Göçmenlerin yaşadıkları sorunların üstesinden gelmelerinin, demokratik hak ve özgürlükleri kullanmalarının yolunun daha fazla örgütlülük ve ortak mücadeleyi büyütmekten geçtiğinin bilinciyle hareket eden Konferansımız, Türkiye’de Gezi Direnişi süreciyle birlikte gelişen ve kolektivizmin, paylaşımın, hoşgörünün, kardeşliğin doğrudan yaşandığı, aynı zamanda ortak direnişin görkeminin de görüldüğü Haziran Ayaklanmasını coşkuyla selamlar.
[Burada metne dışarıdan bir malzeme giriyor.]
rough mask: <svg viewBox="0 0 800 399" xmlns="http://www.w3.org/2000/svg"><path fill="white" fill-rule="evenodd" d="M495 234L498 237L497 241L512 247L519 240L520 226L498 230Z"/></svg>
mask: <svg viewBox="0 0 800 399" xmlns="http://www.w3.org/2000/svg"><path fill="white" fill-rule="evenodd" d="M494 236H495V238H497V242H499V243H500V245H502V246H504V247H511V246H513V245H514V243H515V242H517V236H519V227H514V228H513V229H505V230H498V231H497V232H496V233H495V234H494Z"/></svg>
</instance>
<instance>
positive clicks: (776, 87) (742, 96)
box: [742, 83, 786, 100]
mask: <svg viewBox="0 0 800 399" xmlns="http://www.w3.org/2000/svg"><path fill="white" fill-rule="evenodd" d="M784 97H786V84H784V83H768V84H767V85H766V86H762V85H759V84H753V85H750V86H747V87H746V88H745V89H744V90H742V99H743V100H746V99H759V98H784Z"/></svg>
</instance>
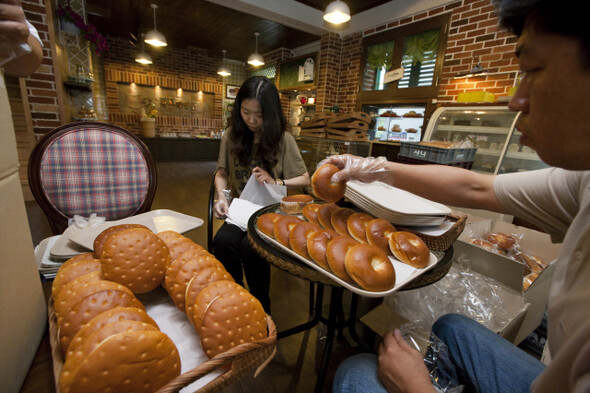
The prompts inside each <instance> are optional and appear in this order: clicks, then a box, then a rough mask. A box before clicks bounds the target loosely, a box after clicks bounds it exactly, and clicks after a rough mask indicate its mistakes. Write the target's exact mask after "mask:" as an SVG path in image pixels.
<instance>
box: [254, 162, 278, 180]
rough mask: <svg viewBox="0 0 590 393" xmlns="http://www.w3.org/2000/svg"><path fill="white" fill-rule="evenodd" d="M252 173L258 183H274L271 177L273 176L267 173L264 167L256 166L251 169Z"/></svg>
mask: <svg viewBox="0 0 590 393" xmlns="http://www.w3.org/2000/svg"><path fill="white" fill-rule="evenodd" d="M252 174H253V175H254V178H255V179H256V180H258V181H259V182H260V183H266V184H275V183H276V181H275V179H273V177H272V176H271V175H269V174H268V172H267V171H265V170H264V169H262V168H260V167H258V166H257V167H256V168H254V169H252Z"/></svg>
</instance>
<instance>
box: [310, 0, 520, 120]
mask: <svg viewBox="0 0 590 393" xmlns="http://www.w3.org/2000/svg"><path fill="white" fill-rule="evenodd" d="M493 12H494V9H493V6H492V5H491V1H489V0H461V1H456V2H453V3H450V4H447V5H445V6H442V7H438V8H435V9H432V10H428V11H426V12H422V13H420V14H417V15H414V16H411V17H406V18H403V19H399V20H393V21H390V22H388V23H387V24H383V25H380V26H376V27H374V28H371V29H369V30H367V31H364V32H362V33H359V34H352V35H348V36H345V37H343V38H341V39H340V38H338V37H335V36H334V35H333V34H325V35H324V36H322V49H321V52H322V53H321V55H320V56H321V63H320V86H319V88H318V102H319V103H322V104H323V105H324V107H330V106H331V105H333V104H335V103H336V104H338V106H339V108H340V111H343V112H351V111H354V110H355V108H356V101H357V99H356V97H357V92H358V83H359V75H360V70H361V68H362V67H361V56H362V38H363V37H366V36H369V35H373V34H376V33H381V32H383V31H386V30H388V29H393V28H397V27H400V26H404V25H407V24H409V23H414V22H417V21H420V20H423V19H426V18H430V17H434V16H437V15H441V14H443V13H451V24H450V29H449V36H448V43H447V48H446V51H445V59H444V64H443V69H442V79H441V81H440V88H439V93H438V100H439V101H443V102H451V101H456V97H457V94H458V93H460V92H464V91H469V90H487V91H489V92H492V93H494V94H496V96H502V95H507V94H508V89H509V88H510V87H512V86H513V84H514V79H515V77H516V71H518V63H517V61H516V58H515V56H514V49H515V44H516V38H515V37H514V36H512V35H510V34H508V33H506V32H504V31H500V30H499V28H498V20H497V18H496V17H495V16H494V14H493ZM473 57H478V58H479V61H480V63H481V65H482V66H483V68H484V69H487V70H489V71H490V72H494V73H501V74H496V75H488V76H480V77H475V78H469V79H466V78H457V79H456V78H454V77H455V75H457V74H458V73H462V72H466V71H468V70H469V69H470V64H471V59H472V58H473ZM324 62H326V63H327V64H326V63H324ZM336 76H337V77H336ZM334 78H336V82H335V80H334Z"/></svg>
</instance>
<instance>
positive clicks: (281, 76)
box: [277, 53, 319, 90]
mask: <svg viewBox="0 0 590 393" xmlns="http://www.w3.org/2000/svg"><path fill="white" fill-rule="evenodd" d="M318 58H319V56H318V54H317V53H312V54H309V55H305V56H300V57H297V58H294V59H290V60H287V61H285V62H282V63H280V64H279V66H278V86H277V87H278V89H279V90H296V89H302V88H315V85H316V81H317V73H318Z"/></svg>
Ayaklanmayı, yaralılarını ve tutsaklarını sahipleneceğini taahhüt eder.

Eşitlikçi, sosyal-politik katılımcı ve demokratik birlikte yaşam modelleri çerçevesinde alternatif göçmen politikaları yerli ve göçmen emekçilerin ve halkların ortak talepleridir.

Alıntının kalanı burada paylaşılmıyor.